Harlan Coben odkrył przepis na hit Netfliksa? Autor głośnych kryminałów zdradza tajemnicę sukcesu
Karol Urbański
23 września 2024, 15:02
"Już mnie nie oszukasz" (Fot. Netflix)
Seriale Harlana Cobena od Netfliksa cieszą się popularnością od dawna, ale dopiero w tym roku jeden z jego tytułów osiągnął sukces olbrzymich rozmiarów. Czyżby autor kryminałów odkrył przepis na hit na platformie?

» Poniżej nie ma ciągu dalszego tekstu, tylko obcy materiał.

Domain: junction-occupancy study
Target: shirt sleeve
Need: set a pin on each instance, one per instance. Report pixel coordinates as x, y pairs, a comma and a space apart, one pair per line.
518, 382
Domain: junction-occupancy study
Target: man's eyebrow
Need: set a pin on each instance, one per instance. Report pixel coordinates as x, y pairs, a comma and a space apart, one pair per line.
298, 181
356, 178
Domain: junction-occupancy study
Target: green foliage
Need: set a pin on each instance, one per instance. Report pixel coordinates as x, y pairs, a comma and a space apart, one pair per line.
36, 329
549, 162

Seriale Harlana Cobena od Netfliksa cieszą się popularnością od dawna, ale dopiero w tym roku jeden z jego tytułów osiągnął sukces olbrzymich rozmiarów. Czyżby autor kryminałów odkrył przepis na hit na platformie?

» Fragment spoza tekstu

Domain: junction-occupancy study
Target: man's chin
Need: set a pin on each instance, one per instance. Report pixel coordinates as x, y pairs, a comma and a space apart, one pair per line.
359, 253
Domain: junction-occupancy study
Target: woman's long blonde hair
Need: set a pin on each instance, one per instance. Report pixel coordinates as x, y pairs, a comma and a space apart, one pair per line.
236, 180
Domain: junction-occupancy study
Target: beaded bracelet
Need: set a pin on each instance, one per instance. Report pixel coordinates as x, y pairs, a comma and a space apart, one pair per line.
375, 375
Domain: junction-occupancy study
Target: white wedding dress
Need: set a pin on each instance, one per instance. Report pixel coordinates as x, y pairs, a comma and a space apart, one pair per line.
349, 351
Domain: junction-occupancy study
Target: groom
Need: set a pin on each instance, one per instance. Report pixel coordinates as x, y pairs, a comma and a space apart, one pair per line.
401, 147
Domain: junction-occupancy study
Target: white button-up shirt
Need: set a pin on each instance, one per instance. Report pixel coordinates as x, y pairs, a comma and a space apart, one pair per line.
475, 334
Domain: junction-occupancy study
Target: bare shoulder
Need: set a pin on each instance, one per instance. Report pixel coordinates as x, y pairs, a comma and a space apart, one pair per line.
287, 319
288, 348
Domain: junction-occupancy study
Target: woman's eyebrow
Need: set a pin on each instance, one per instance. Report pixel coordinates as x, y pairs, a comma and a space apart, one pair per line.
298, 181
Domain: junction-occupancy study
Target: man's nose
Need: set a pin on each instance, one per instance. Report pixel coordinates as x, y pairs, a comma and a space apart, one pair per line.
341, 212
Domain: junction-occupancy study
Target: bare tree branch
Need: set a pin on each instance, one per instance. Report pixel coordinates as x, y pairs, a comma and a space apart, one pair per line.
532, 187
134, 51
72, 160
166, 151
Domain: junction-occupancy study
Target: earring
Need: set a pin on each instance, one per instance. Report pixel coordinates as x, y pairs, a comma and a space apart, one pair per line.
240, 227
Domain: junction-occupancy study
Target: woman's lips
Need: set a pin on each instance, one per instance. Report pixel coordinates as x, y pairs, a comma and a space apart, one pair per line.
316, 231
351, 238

"Już mnie nie oszukasz" okazało się prawdziwym gamechangerem. Adaptacja książki Harlana Cobena, która trafiła na listę top 10 najczęściej oglądanych anglojęzycznych seriali w historii Netfliksa, wyniosła nazwisko autora na jeszcze wyższy poziom. Przy okazji tego tytułu pisarz stwierdził wraz z ekipą, że udało im się odkryć przepis na sukces.
Harlan Coben i przepis na sukces seriali na Netfliksie
"Już mnie nie oszukasz" jest nie tylko najbardziej popularnym serialem Netfliksa pierwszej części tego roku (przypomnijmy, że tytuł zadebiutował 1 stycznia), pokonując "Bridgertonów" i "Reniferka", ale też tym, dzięki któremu streamingowy gigant postanowił jeszcze mocniej skupić się na twórczości Harlana Cobena.

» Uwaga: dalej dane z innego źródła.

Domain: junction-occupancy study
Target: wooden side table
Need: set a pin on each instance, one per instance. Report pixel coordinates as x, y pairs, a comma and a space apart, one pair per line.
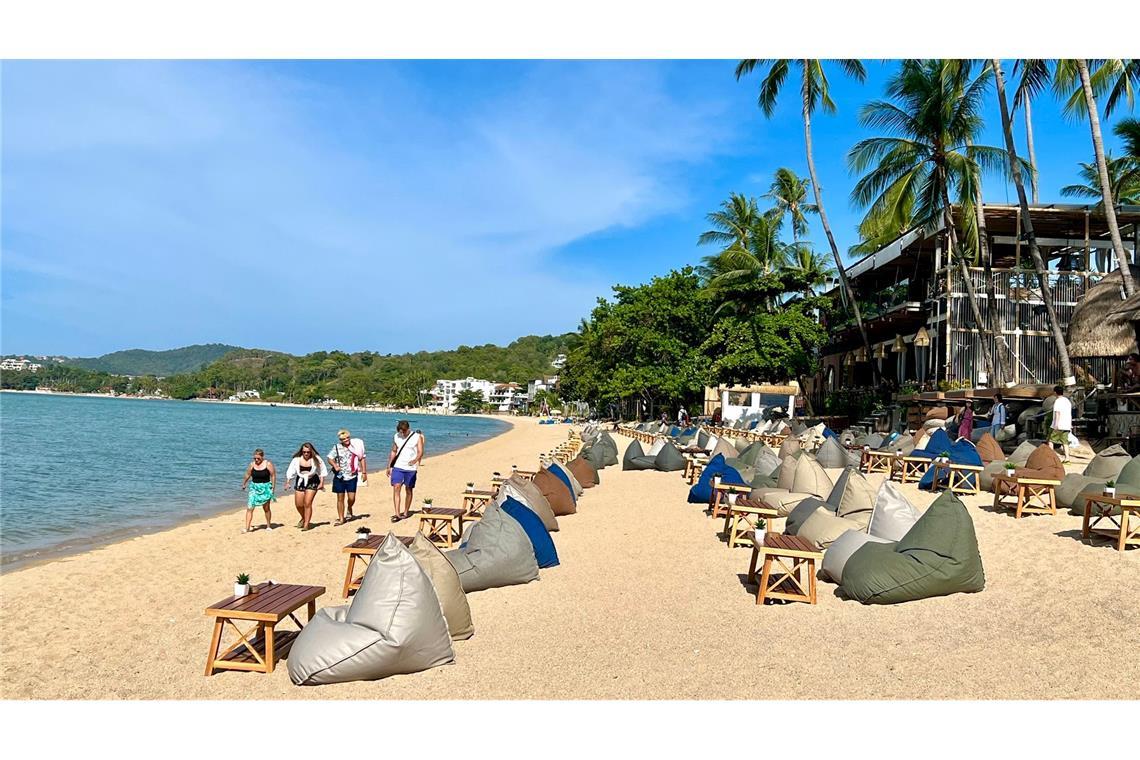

Niedługo po premierze serialu Netflix zamówił dwie kolejne adaptacje książek Cobena – "Tęsknię za tobą" (ang. "Missing You") i "O krok za daleko" ("Run Away"), a także postanowił uczynić z 1 stycznia swego rodzaju noworoczną tradycję wypuszczania kryminałów od poczytnego autora. Mówi się bowiem, że 1 stycznia 2025 roku streamer chce pokazać adaptację książki "Tylko jedno spojrzenie", którą przygotowują Polacy.
Co jest zatem tajemnicą sukcesu seriali Cobena? W rozmowie z serwisem Deadline pisarz (pełniący przy projektach funkcję producenta wykonawczego) stwierdził, że tajemnica tkwi we "wspólnej wizji" jego, jego stałej współpracowniczki Nicoli Shindler, a także scenarzysty Danny'ego Brocklehursta oraz producenta Richarda Fee – i samego Netfliksa. Co kryje się za tym enigmatycznym stwierdzeniem?
— Hybryda amerykańskiego kryminału i brytyjskiej wrażliwości [była kluczowa]. Myślę, że w Wielkiej Brytanii jest teraz dużo kreatywnego wsparcia. Umieszczenie wrażliwości Harlana obok brytyjskiego humoru i akcentów – publiczność naprawdę to lubi – uzupełniła Shindler, producentka reprezentująca firmę Quay Street Productions.
Shindler odnosi się oczywiście do elementu przeniesienia akcji, którą z amerykańskich książek Cobena w serialach Netfliksa przeniesiono do klimatu Wielkiej Brytanii. Uzupełniając wypowiedź swej współpracownicy, pisarz pochwalił również przedstawicieli platformy streamingowej, którzy mają zawsze "sprawiać, że czujesz się częścią zespołu", oraz skomentował dane o oglądalności ujawnione przez Netfliksa.
— Łatwo jest udawać, że jest się ponad to, ale myślę, że ciekawie było zobaczyć wpływ, jaki ma serial, w kontekście liczb. To tak naprawdę nie zmienia tego, co robimy, ale to satysfakcjonujące, wiedzieć, że tak wiele osób zabiera się za [serial].
Warto przypomnieć, że Netflix podpisał z autorem umowę zakładającą ekranizację łącznie 26 książek. Wśród nich jest choćby cykl "Myron Bolitar", który – jako pierwsza z produkcji – ma szansę na zostanie wielosezonowym serialem. Po polskiej adaptacji książki "Tylko jedno spojrzenie" do oferty najpewniej trafi "Tęsknię za tobą" (tutaj znów akcja w Wielkiej Brytanii).
Przy okazji sukcesu "Już mnie nie oszukasz" należy też napomknąć, że rok 2024 na Netfliksie upływa pod hasłem brytyjskich seriali. To właśnie tytuły zrealizowane przez streamera na Wyspach cieszą się największą popularnością wśród subskrybentów platformy – zajęły aż cztery miejsca w zestawieniu top 10 najchętniej oglądanych seriali Netfliksa w 2024 roku (od stycznia do czerwca). Listę wygrało wyżej wspomniane "Już mnie nie oszukasz" z 107,5 mln wyświetleń w pół roku, a na kolejnych miejscach znaleźli się "Bridgertonowie" (3. sezon), "Reniferek" i "Dżentelmeni".